Thursday 22 June 2017

TODAY'S HOLIDAY

Midnight Sun festival







The Midnight Sun Festival is a celebration of the Summer Solstice in Nome, Alaska, where the sun shines for better than 22 hours a day in the peak of summer. In Nome, the longest day of the year is feted on two days with a street dance, blanket toss, barbecue, Monte Carlo night (gambling), Eskimo dances, a parade, and a mock bank hold-up and jail. A river raft race has been held at midnight on June 21 since the 1960s. Various homemade rafts paddle down a one- to two-mile course on the Nome River, and the winning team claims a fur-lined honey bucket, which is passed on from year to year. A softball tournament, with about 20 men's and women's teams competing for trophies, precedes the day of the solstice. Games start at about 10 p.m.
Various places in Alaska celebrate the midnight sun in various ways: Skagway throws a dance, and at Tok in 1990, the Frigid Poets Society began the practice of climbing a mountain to watch the sun not set.
In Fairbanks, a midnight baseball game is played without artificial lights. The home team, Fairbanks Goldpanners (the name recalls the gold-rush days of early Fairbanks), is reputed to be one of the best semi-pro teams in the nation.
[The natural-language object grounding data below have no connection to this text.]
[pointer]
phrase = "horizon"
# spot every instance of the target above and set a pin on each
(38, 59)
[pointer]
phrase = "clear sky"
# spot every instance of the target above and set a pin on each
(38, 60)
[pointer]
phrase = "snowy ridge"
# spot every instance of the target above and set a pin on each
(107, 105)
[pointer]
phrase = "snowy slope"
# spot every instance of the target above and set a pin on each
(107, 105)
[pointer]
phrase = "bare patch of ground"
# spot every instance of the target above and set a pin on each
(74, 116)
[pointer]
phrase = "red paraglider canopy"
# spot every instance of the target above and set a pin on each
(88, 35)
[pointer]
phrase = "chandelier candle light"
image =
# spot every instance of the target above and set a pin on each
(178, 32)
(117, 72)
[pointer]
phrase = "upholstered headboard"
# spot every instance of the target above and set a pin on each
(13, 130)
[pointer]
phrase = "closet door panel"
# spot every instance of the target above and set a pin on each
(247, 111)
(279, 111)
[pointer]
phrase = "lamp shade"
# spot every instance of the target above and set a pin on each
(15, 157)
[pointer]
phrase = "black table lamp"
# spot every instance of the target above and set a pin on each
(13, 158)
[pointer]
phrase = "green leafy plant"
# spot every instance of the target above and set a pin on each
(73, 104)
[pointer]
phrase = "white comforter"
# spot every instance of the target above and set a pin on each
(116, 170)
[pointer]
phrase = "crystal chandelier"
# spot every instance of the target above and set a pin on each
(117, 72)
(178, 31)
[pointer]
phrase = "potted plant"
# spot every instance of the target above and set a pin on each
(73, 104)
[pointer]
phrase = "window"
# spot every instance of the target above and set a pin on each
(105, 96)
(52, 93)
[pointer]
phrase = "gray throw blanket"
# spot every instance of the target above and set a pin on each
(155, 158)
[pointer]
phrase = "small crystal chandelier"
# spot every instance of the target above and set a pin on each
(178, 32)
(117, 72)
The solstice is also marked with department store sales. On the day before the baseball game, there is a Midnight Sun Run, a 10-kilometer race attracting local and national runners, with refreshments and entertainment at the finish.
This excessive activity at midnight may be at least partly explained by the function of the pineal gland. In humans, this pinecone-shaped gland is thought to produce the hormone melatonin that circulates through the body and triggers two reactions—drowsiness and reduced sex drive. Light inhibits melatonin production and thus makes it easier to do with less sleep when the sun shines. Hence, baseball games at midnight. (It is also a fact that 72 percent of Alaska babies are conceived between May and September.)